Uní la acción a la palabra. Y Joanna me aplaudió.

—Lo has hecho muy bien. Debieras dedicarte al teatro. Es una suerte que aún tengamos el fuego encendido, ¿verdad?

—Hubiera resultado mucho menos dramático arrojarla al cesto de los papeles —asentí—. Claro que también hubiese podido prenderle fuego con una cerilla y observar cómo se iba quemando lentamente…

—Las cosas nunca arden cuando se desea —advirtió Joanna—. Se apagan. Probablemente hubieras tenido que encender cerilla tras cerilla.

Se puso en pie para dirigirse a la ventana. Luego, una vez en ella, volvió bruscamente la cabeza.

—¿Quién lo habrá escrito? —murmuró.

—Lo más probable es que nunca lo sepamos.

—Sí, supongo que no lo sabremos.

Guardó silencio unos instantes y luego dijo:

—Bien pensado, tal vez no sea tan gracioso, ¿sabes? Yo creí… que nos querían aquí.

—Y nos quieren. Esto no es más que obra de una persona que tiene el juicio trastornado.

—Supongo que sí. ¡Uf, qué desagradable!

Salió a tomar el sol y yo pensé, mientras me fumaba el cigarrillo de costumbre después del desayuno, que tenía razón. Sí que era desagradable. A alguien le molestaba que hubiésemos ido a vivir allá… y la belleza, la juventud y la forma de ser de Joanna… alguien que quería hacer daño. Quizás el tomarlo a risa resultase lo mejor; pero, en el fondo, no tenía nada de gracioso.

El doctor Griffith vino a verme aquella mañana. Le había citado para que me hiciera un reconocimiento semanal. Me era simpático Owen Griffith. Era moreno, desgarbado, torpe en sus movimientos y, sin embargo tenía unas manos hábiles y suaves. Hablaba a trompicones y se distinguía por su timidez.

Me dijo que iba mejorando de una manera alentadora, y luego agregó:

—Se siente usted bien, ¿no? ¿Es imaginación mía, o está usted hoy algo deprimido?
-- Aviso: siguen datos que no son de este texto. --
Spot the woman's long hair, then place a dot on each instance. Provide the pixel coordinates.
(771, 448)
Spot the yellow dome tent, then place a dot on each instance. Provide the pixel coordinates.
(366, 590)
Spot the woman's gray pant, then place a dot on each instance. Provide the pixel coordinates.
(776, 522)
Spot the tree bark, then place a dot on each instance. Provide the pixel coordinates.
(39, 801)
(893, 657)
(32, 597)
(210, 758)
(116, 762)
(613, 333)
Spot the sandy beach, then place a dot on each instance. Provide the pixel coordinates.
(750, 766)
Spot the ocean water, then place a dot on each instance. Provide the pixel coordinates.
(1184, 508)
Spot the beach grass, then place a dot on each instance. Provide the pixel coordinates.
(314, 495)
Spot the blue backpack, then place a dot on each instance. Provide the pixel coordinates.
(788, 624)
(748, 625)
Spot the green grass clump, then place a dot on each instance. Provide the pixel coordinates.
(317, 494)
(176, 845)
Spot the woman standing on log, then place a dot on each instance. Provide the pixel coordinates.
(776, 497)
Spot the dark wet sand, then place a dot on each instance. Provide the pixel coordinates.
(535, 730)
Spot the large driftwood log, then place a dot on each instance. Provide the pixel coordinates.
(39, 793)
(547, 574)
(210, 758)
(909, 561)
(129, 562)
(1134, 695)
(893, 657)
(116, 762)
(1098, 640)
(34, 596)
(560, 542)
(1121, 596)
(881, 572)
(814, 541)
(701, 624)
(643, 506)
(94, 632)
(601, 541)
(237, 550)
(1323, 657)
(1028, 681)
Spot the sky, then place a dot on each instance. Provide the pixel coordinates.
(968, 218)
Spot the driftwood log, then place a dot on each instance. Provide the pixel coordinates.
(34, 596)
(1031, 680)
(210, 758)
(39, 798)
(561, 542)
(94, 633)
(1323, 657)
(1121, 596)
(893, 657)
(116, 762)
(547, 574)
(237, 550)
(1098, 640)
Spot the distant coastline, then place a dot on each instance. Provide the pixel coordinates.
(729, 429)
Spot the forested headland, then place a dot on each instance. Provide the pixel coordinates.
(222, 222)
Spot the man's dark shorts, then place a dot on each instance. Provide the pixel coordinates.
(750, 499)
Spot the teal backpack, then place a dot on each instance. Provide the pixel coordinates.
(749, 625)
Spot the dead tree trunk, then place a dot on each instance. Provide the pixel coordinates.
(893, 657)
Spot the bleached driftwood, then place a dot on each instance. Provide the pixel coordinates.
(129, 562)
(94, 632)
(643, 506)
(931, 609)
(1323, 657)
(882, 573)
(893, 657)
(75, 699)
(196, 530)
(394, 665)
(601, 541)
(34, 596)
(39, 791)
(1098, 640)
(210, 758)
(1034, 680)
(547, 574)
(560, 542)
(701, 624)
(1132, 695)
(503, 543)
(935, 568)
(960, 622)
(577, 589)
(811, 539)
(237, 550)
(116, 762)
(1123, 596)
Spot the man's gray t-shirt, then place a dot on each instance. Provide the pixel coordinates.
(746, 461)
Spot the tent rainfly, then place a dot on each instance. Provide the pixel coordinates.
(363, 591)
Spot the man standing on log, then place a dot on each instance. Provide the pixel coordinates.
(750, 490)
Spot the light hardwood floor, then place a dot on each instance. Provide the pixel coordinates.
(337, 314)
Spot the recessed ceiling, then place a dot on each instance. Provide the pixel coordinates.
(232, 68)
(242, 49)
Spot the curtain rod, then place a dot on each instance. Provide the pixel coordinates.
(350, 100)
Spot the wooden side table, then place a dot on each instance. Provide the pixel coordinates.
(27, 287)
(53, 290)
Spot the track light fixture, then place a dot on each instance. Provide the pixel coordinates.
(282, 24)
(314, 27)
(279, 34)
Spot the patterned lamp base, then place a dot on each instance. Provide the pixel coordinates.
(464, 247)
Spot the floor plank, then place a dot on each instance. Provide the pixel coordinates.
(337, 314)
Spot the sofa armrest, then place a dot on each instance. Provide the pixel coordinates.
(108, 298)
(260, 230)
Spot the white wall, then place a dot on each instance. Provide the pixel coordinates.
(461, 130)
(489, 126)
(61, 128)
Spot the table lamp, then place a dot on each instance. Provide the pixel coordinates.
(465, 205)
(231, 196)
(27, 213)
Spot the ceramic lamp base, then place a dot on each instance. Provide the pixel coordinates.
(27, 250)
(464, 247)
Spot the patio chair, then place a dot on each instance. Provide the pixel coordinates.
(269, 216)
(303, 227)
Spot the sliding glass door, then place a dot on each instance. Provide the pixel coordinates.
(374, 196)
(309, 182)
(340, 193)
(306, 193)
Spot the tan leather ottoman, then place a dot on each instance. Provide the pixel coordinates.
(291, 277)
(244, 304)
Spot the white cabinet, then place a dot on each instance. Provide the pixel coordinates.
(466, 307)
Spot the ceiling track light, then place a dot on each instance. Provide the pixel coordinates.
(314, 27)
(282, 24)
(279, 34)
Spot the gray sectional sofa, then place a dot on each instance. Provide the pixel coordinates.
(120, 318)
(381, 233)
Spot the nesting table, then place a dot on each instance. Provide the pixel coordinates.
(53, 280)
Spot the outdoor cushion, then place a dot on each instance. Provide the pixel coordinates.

—Recibimos un anónimo particularmente grosero a la hora del desayuno —repuse—, y me ha dejado muy mal sabor de boca.

Dejó caer su maletín al suelo y su rostro delgado y moreno reflejó excitación.

—¿Quiere decir que usted ha recibido uno de esos anónimos?

Se despertó mi interés.

—Así, pues, resulta que no soy el único. ¿Andan circulando anónimos por todo el pueblo?

—Sí: desde hace algún tiempo.

—Ya… tenía la impresión de que les molestaba nuestra presencia aquí por ser forasteros.

—No, no. No tiene nada que ver con eso. Es que…

Hizo una pausa. Luego preguntó:

—¿Qué decía? Es decir —se apresuró a agregar, enrojeciendo y dando muestras de embarazo—, ¿quizá no debiera preguntarlo?

—Oh, no tengo el menor inconveniente de decírselo. Se limitaba a expresar la opinión de que esa chica tan vistosa que había traído conmigo no era mi hermana ni mucho menos. Aunque lo decía en forma más extensa y desagradable, claro.

Se le encendió el rostro de ira.

—¡Qué desvergüenza! Su hermana no… espero que no se haya disgustado.

—Joanna —repuse— parece un angelito arrancado de la copa de un árbol de Navidad, pero es muy moderna y tiene aguante. Le pareció divertido. Nunca le había ocurrido una cosa así.

—Lo supongo.

—Y, de todas formas y en mi opinión, ésta es la mejor manera de tomarlo: como algo completamente absurdo.

—Sí —respondió Owen Griffith—, sólo que…

Se interrumpió y yo me apresuré a decir:

—En efecto, ¿sólo qué…?

—Lo malo del caso —anunció— es que esta clase de cosas, una vez han empezado, crecen.